In January of this year, FDA co-sponsored a workshop with the Infectious Diseases Society of America on the topic of clinical trial designs for community acquired pneumonia (CAP). The workshop provided a platform for the discussion of issues in trial designs for CAP. The Agency also convened an advisory committee meeting in April 2008 to get additional advice and the Agency is now actively engaged in writing a draft guidance document that will provide the Agency’s thinking on informative trial designs in CAP.
CDC has been conducting field studies at several international laboratories to evaluate the feasibility and cost effectiveness of liquid TB medium culture and drug susceptibility testing systems. Similarly, the sensitivity and specificity of a novel PCR-based technology are being evaluated against the geographically diverse archive of TB isolates and will soon be evaluated in field studies. Research on drug susceptibility testing is also part of a comprehensive, systems approach to accelerating the diagnosis and treatment of MDR-TB in an ambulatory care environment. Importantly, a novel, low-cost, rapid test method (a direct, nitrate reductase colorimetric method) is being used to screen acid-fast bacillus smear-positive specimens for MDR-TB. Recent results demonstrated a decrease in laboratory turn around time from 3 months to 1 month. CDC has been collaborating with international partners in the development and commercialization of a diagnostic test kit based on this same nitrate reductase colorimetric method as well as a PCR-based BioChip technology for rapid detection of MDR-TB.
Action Plan To Combat Antimicrobial Resistance Update
Recently, the Task Force held a consultants meeting to obtain input and recommendations for revising and updating “A Public Health Action Plan to Combat Antimicrobial Resistance.” In addition to over fifty consultants from the United States, nine international consultants from Canada, Denmark, France, Germany, The Netherlands, and United Kingdom participated in the meeting.
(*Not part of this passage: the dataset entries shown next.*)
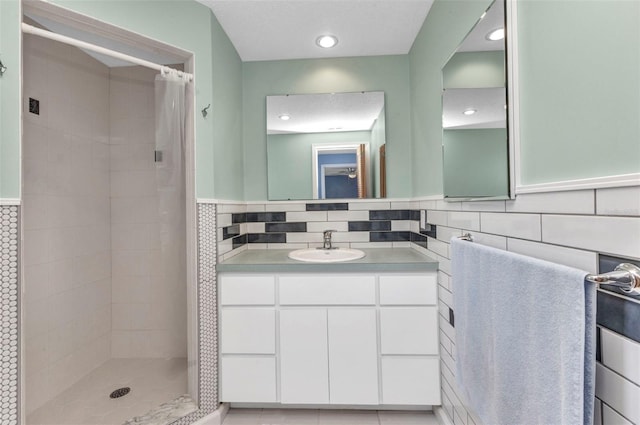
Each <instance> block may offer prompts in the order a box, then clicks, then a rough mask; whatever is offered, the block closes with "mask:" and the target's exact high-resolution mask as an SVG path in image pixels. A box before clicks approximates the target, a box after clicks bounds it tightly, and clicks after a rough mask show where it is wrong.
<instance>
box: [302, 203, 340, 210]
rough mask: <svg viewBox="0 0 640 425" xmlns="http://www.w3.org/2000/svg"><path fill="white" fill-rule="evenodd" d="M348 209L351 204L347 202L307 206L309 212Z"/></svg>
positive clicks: (315, 204)
mask: <svg viewBox="0 0 640 425" xmlns="http://www.w3.org/2000/svg"><path fill="white" fill-rule="evenodd" d="M348 209H349V204H348V203H346V202H336V203H317V204H307V211H346V210H348Z"/></svg>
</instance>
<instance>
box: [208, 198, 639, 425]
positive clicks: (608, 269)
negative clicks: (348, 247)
mask: <svg viewBox="0 0 640 425" xmlns="http://www.w3.org/2000/svg"><path fill="white" fill-rule="evenodd" d="M329 208H331V207H329ZM314 209H315V207H313V206H312V207H309V206H308V204H307V203H306V202H291V203H283V202H282V203H281V202H269V203H263V204H260V203H257V204H254V203H252V204H241V203H237V204H220V205H219V210H218V246H219V252H218V260H219V261H223V260H224V259H226V258H229V257H231V256H233V255H237V254H238V253H240V252H242V251H244V250H246V249H280V248H286V249H297V248H301V247H308V246H320V245H321V244H322V233H321V232H322V230H325V229H336V230H338V232H337V233H336V234H335V235H334V240H335V241H336V242H337V245H338V246H350V247H396V246H399V247H406V246H411V247H413V248H415V249H417V250H420V251H422V252H424V253H426V254H427V255H429V256H431V257H433V258H436V259H437V260H438V261H439V264H440V265H439V271H438V281H439V289H440V291H439V294H440V295H439V296H440V303H439V305H440V348H441V350H440V351H441V359H442V360H441V370H442V400H443V406H442V407H443V409H442V412H444V415H443V416H442V417H443V420H444V421H448V422H449V423H451V424H456V425H459V424H464V425H481V422H480V421H479V420H478V418H477V417H475V416H474V414H473V412H471V411H470V410H469V409H468V408H467V407H466V406H465V403H464V402H463V401H462V399H461V396H460V391H459V390H458V388H457V387H456V384H455V328H454V326H452V324H451V323H450V319H451V320H453V317H454V315H453V314H451V311H452V310H451V309H452V308H453V297H454V296H455V294H453V293H452V288H451V268H450V260H449V258H450V255H449V241H450V239H451V237H454V236H460V235H462V234H464V233H468V232H471V233H472V234H473V236H474V238H475V243H482V244H486V245H490V246H493V247H496V248H500V249H505V250H509V251H513V252H517V253H520V254H524V255H528V256H531V257H536V258H540V259H543V260H548V261H553V262H556V263H560V264H565V265H568V266H572V267H575V268H579V269H582V270H585V271H587V272H591V273H598V272H605V271H610V267H611V264H610V263H609V264H608V263H607V262H606V261H605V260H606V256H614V257H622V258H623V259H625V260H626V261H632V262H637V263H639V264H640V238H639V237H638V235H640V186H638V187H628V188H614V189H599V190H581V191H567V192H555V193H544V194H529V195H520V196H518V197H517V199H516V200H510V201H489V202H444V201H441V200H424V201H418V200H415V201H410V202H389V201H387V200H378V201H376V200H371V201H368V202H349V203H348V205H347V208H346V209H344V206H339V207H336V208H334V209H328V210H327V211H315V210H314ZM394 210H396V211H409V213H408V214H409V215H408V219H406V217H407V216H405V215H403V214H405V213H403V212H400V213H397V212H388V213H387V214H388V215H387V216H384V215H383V216H379V215H378V214H379V213H376V212H374V211H394ZM271 213H279V214H284V215H270V214H271ZM395 214H399V215H395ZM234 217H235V218H234ZM378 218H380V219H381V220H380V222H386V221H389V222H390V225H389V224H386V223H385V224H379V223H377V222H378V221H379V220H378ZM234 220H235V221H236V222H234ZM270 222H271V223H274V224H273V225H272V224H270ZM276 223H280V224H276ZM294 223H298V224H294ZM362 223H367V224H362ZM283 226H284V227H283ZM305 226H306V230H305ZM379 229H384V230H382V231H383V232H388V233H390V234H394V236H387V237H391V238H394V239H395V238H396V237H397V238H401V237H402V238H403V239H402V240H400V241H391V242H389V241H383V240H382V239H378V236H375V235H376V234H377V232H378V231H380V230H379ZM270 230H271V231H270ZM404 232H408V233H409V237H408V240H407V238H406V237H405V236H404ZM270 233H274V234H284V237H283V236H276V237H275V238H274V239H271V238H272V237H271V236H269V234H270ZM252 234H253V235H258V236H250V235H252ZM412 237H413V238H414V242H413V243H412V242H411V238H412ZM425 246H426V247H425ZM601 254H602V255H601ZM614 261H617V260H614ZM638 298H640V297H638ZM598 303H599V304H598V324H599V333H600V345H599V356H598V358H599V362H598V372H597V384H596V386H597V388H596V396H597V400H596V424H597V425H600V424H602V425H613V424H635V425H639V424H640V405H639V404H638V403H637V400H640V368H639V366H638V364H639V363H638V359H639V358H640V331H638V329H640V300H636V299H632V298H630V297H624V296H621V295H619V294H616V293H612V292H609V291H600V292H599V295H598Z"/></svg>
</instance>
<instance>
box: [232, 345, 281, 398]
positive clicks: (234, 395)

The consultants included experts from human and veterinary medicine, the pharmaceutical and diagnostics industries, animal husbandry industry, clinical microbiology, epidemiology, infectious disease and infection control specialists, and state and local public health departments. Representatives of most of the federal agencies also participated. The open meeting was also attended by members of the public including representatives of a variety of professional societies, advocacy groups, and concerned citizens. The discussions focused on four topic areas: surveillance; prevention and control; research; and product development. The consultants focused on issues that they felt were critical to address over the next 3-5 years. Based on comments from the consultants and the federal agencies, the revised Action Plan has been reformatted around five focus areas: 1.) reducing inappropriate antimicrobial use, 2.) reducing the spread of antimicrobial resistant microorganisms in institutions, communities, and agriculture, 3.) enhancing laboratory capacity to detect resistant microorganisms, 4.) encouraging the development of new anti-infective products, vaccines, and adjunct therapies, and 5.) supporting basic research on antimicrobial resistance. The Task Force plans on submitting the revised Action Plan for public comment this Fall.